The plank, as now written and approved by Carter’s supporters and opposed by the Kennedy forces, reads: “As stated in the 1976 platform, the Democratic Party recognizes and supports ‘the established status of Jerusalem as the capital of Israel, with free access to all its holy places provided to all faiths. As a symbol of this stand, the U.S. Embassy should be moved from Tel Aviv to Jerusalem.’ At the same time it is recognized that the Democratic Administration has special responsibilities resulting from its deep engagement in the delicate process of promoting a wider peace for Israel.”

KENNEDY GROUP OPPOSES QUALIFICATION

The drafting subcommittee last Thursday defeated a move by the Kennedy group 6-3 to retain the language of the 1976 platform. That plank did not have the qualifying last sentence added by the Carter group.

David Aron, deputy chief of the National Security Council, led the Carter group while former Sen. Dick Clark of Iowa headed the Kennedy forces in the debate in the subcommittee. Sen.
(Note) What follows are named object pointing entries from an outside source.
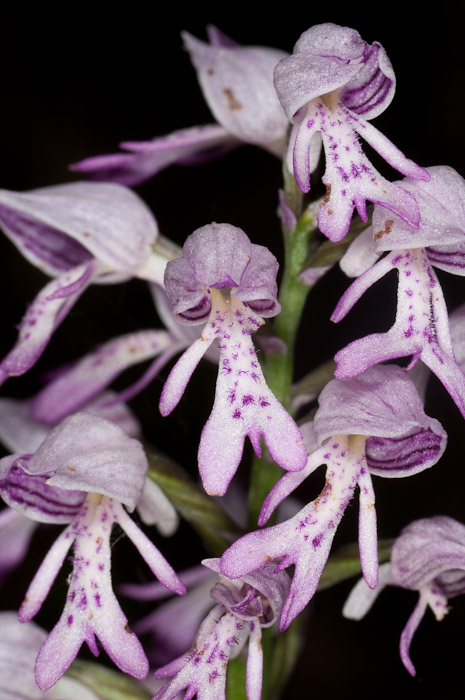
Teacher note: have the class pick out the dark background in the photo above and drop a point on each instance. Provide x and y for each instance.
(79, 77)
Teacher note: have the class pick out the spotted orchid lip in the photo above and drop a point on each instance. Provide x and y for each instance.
(428, 557)
(244, 405)
(372, 424)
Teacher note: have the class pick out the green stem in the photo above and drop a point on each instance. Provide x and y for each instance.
(279, 366)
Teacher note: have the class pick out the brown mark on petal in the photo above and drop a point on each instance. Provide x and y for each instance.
(387, 229)
(327, 195)
(233, 103)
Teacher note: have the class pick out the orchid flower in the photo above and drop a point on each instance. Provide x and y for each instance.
(428, 557)
(332, 84)
(421, 328)
(372, 424)
(83, 473)
(19, 645)
(243, 609)
(173, 625)
(79, 385)
(229, 283)
(237, 83)
(78, 233)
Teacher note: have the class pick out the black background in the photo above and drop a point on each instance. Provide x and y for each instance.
(79, 77)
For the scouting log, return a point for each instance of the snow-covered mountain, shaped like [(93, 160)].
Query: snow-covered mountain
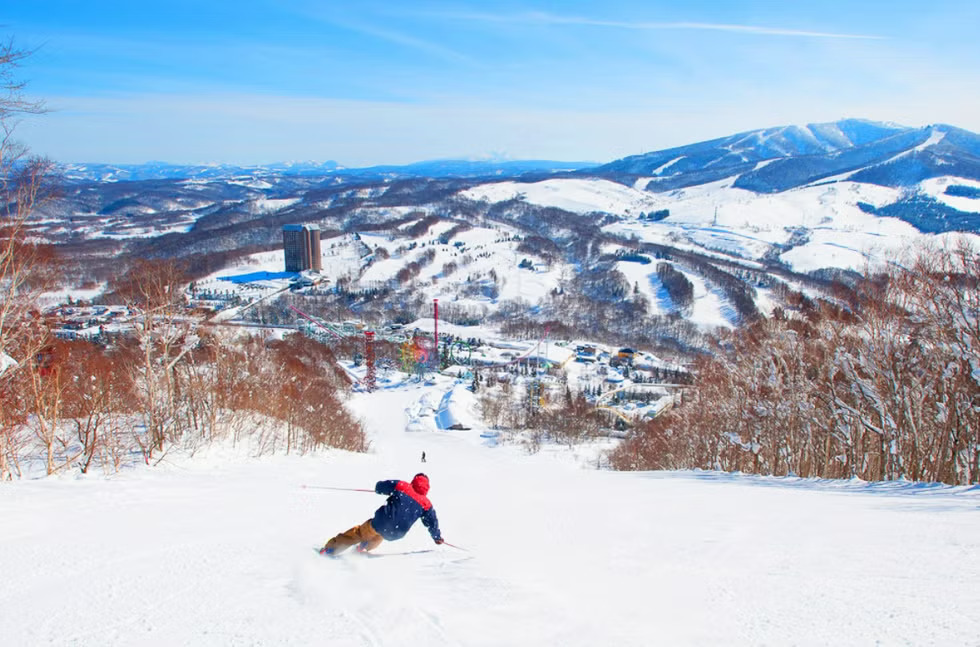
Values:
[(778, 159), (100, 172)]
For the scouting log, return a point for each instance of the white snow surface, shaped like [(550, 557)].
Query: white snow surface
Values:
[(219, 550), (577, 196)]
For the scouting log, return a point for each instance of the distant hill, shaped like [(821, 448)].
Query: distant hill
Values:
[(771, 160), (449, 168)]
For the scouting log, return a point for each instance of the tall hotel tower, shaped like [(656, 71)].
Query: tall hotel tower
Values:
[(302, 246)]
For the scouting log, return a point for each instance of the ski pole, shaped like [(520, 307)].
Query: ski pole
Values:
[(446, 543), (326, 487)]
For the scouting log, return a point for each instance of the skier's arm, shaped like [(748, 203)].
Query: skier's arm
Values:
[(431, 522), (385, 487)]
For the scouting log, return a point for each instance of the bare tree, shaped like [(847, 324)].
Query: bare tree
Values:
[(22, 333)]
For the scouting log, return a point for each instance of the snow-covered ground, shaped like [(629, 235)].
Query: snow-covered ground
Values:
[(219, 550), (718, 218)]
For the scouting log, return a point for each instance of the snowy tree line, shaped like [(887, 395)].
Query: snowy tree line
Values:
[(76, 404), (885, 385)]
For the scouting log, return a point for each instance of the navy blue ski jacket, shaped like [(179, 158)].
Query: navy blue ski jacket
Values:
[(405, 505)]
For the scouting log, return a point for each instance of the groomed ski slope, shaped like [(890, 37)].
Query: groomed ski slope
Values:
[(218, 550)]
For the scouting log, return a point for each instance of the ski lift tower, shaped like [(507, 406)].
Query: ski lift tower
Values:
[(370, 378), (435, 321)]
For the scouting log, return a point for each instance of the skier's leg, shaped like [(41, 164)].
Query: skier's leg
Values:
[(370, 539), (346, 539)]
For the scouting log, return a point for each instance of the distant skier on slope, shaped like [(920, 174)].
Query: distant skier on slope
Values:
[(405, 505)]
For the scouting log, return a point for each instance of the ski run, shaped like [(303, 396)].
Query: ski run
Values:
[(216, 549)]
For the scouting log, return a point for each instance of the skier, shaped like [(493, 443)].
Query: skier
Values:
[(405, 505)]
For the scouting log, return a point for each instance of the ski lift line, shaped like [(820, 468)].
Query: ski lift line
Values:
[(319, 323), (644, 385), (519, 358)]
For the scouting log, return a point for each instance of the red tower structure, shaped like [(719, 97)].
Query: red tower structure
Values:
[(370, 379)]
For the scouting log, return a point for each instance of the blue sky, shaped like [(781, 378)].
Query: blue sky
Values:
[(254, 81)]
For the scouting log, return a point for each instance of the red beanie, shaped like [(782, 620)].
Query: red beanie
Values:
[(420, 483)]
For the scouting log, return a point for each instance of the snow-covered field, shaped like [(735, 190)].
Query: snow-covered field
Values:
[(716, 217), (219, 550)]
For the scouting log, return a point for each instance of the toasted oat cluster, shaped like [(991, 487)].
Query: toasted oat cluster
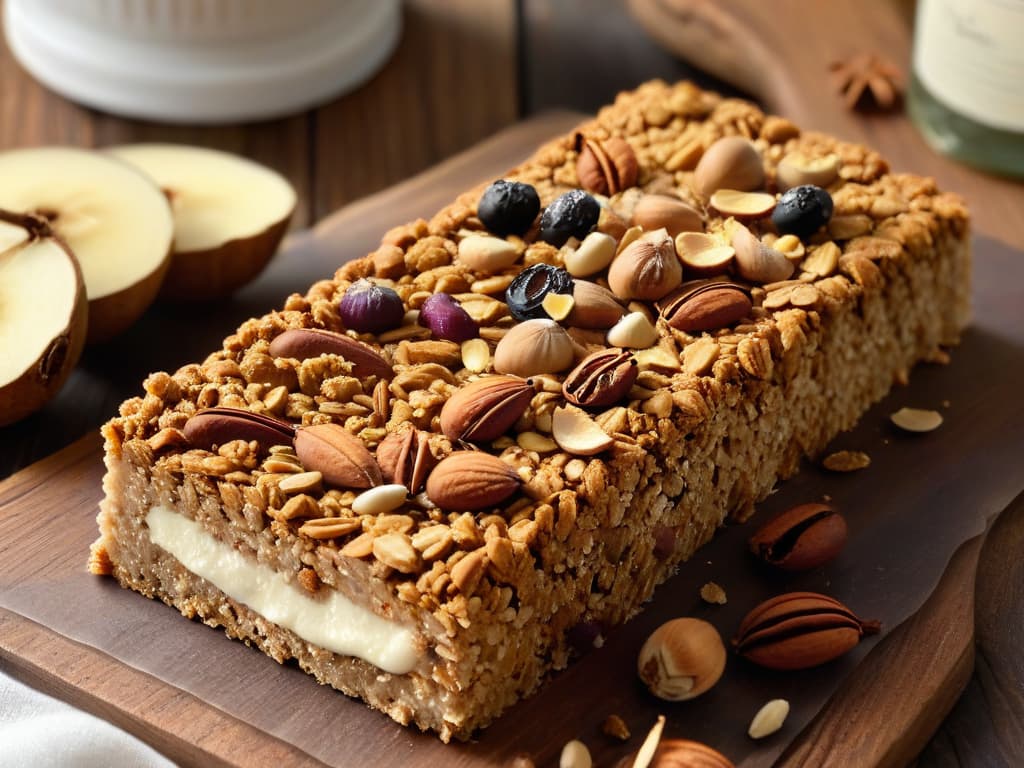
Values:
[(520, 416)]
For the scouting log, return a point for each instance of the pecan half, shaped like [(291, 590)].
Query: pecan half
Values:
[(339, 456), (601, 379), (802, 538), (800, 630), (607, 166), (303, 343), (706, 306), (404, 458), (485, 409), (215, 426)]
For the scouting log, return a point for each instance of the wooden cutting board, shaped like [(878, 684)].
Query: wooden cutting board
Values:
[(883, 711)]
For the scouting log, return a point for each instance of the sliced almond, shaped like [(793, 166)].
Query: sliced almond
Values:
[(558, 305), (769, 719), (633, 332), (704, 254), (486, 254), (379, 500), (796, 169), (475, 355), (916, 420), (577, 433), (593, 255), (742, 204)]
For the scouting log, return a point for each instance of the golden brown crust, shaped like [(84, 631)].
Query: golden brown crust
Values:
[(712, 422)]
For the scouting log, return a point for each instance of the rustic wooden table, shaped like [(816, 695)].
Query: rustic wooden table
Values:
[(463, 71)]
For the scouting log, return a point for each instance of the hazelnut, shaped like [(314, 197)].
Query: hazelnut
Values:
[(647, 269), (682, 658), (536, 346), (730, 163)]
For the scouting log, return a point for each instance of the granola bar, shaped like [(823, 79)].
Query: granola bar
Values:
[(553, 482)]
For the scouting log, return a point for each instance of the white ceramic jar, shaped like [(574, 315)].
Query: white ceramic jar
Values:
[(202, 60)]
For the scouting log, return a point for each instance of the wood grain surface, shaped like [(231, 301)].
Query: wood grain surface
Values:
[(465, 69)]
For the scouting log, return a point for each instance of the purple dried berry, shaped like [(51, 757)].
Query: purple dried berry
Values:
[(446, 320), (369, 308)]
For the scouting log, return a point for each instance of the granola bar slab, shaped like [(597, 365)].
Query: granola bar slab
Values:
[(273, 513)]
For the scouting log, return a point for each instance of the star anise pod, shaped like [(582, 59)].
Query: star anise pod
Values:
[(867, 81)]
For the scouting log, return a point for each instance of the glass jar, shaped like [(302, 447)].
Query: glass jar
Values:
[(967, 84)]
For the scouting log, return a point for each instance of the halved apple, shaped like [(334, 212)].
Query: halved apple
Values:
[(43, 314), (229, 215), (114, 219)]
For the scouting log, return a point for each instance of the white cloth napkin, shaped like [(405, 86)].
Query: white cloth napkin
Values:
[(40, 731)]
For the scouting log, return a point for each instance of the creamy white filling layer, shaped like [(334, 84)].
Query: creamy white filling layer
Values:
[(335, 623)]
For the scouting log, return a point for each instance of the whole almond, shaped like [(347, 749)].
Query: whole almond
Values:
[(660, 211), (485, 409), (471, 480), (707, 306), (404, 458), (339, 456), (215, 426), (730, 163), (801, 538), (303, 343), (800, 630), (601, 379), (605, 166), (594, 306)]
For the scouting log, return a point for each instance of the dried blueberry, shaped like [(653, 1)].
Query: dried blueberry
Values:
[(526, 292), (369, 308), (802, 210), (570, 215), (508, 207)]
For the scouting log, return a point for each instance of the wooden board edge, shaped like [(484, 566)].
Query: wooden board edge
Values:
[(136, 701), (840, 734)]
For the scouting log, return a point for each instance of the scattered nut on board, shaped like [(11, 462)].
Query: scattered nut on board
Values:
[(615, 727), (574, 755), (916, 420), (713, 593), (769, 718), (847, 461)]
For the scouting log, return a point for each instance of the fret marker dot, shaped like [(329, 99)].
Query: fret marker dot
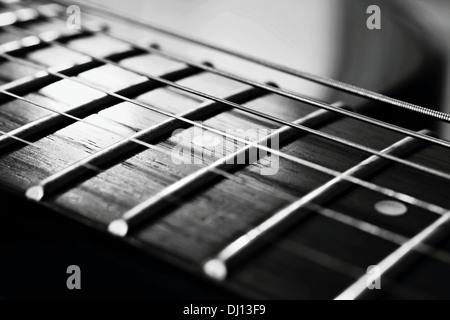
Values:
[(118, 228), (391, 208), (35, 193), (216, 269)]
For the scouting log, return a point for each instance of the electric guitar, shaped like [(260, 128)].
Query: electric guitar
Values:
[(212, 149)]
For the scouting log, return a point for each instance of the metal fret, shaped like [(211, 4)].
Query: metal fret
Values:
[(114, 152), (134, 217), (271, 88), (217, 267)]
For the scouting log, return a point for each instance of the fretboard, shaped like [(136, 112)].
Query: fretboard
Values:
[(267, 194)]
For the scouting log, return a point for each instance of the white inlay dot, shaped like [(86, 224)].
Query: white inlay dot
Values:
[(391, 208)]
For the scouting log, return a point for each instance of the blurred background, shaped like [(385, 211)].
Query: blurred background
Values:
[(323, 37)]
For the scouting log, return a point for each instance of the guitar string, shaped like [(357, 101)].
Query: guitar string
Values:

Daniel Moynihan of New York, opposing the Carter formula, was reported to have said that if the Carter version is adopted he (Moynihan) would have to go into exile in the Mayflower Hotel (where the platform committee is meeting) and never return to New York.

The Democratic Foreign Policy Task Force, consisting of 28 members, adopted the subcommittee’s version by a 5-3 vote. Nevertheless, the Kennedy forces said they would continue the fight in the full platform committee and on to the convention floor if necessary to limit the plank to the original 1976 language.

Task Force chairman Jack Loiello, a historian with the National Endowment for the Humanities, was a resident of London for five years and represents Democrats abroad. “Democrats abroad favor the 1976 language and no changes. Full stop,” Loiello said.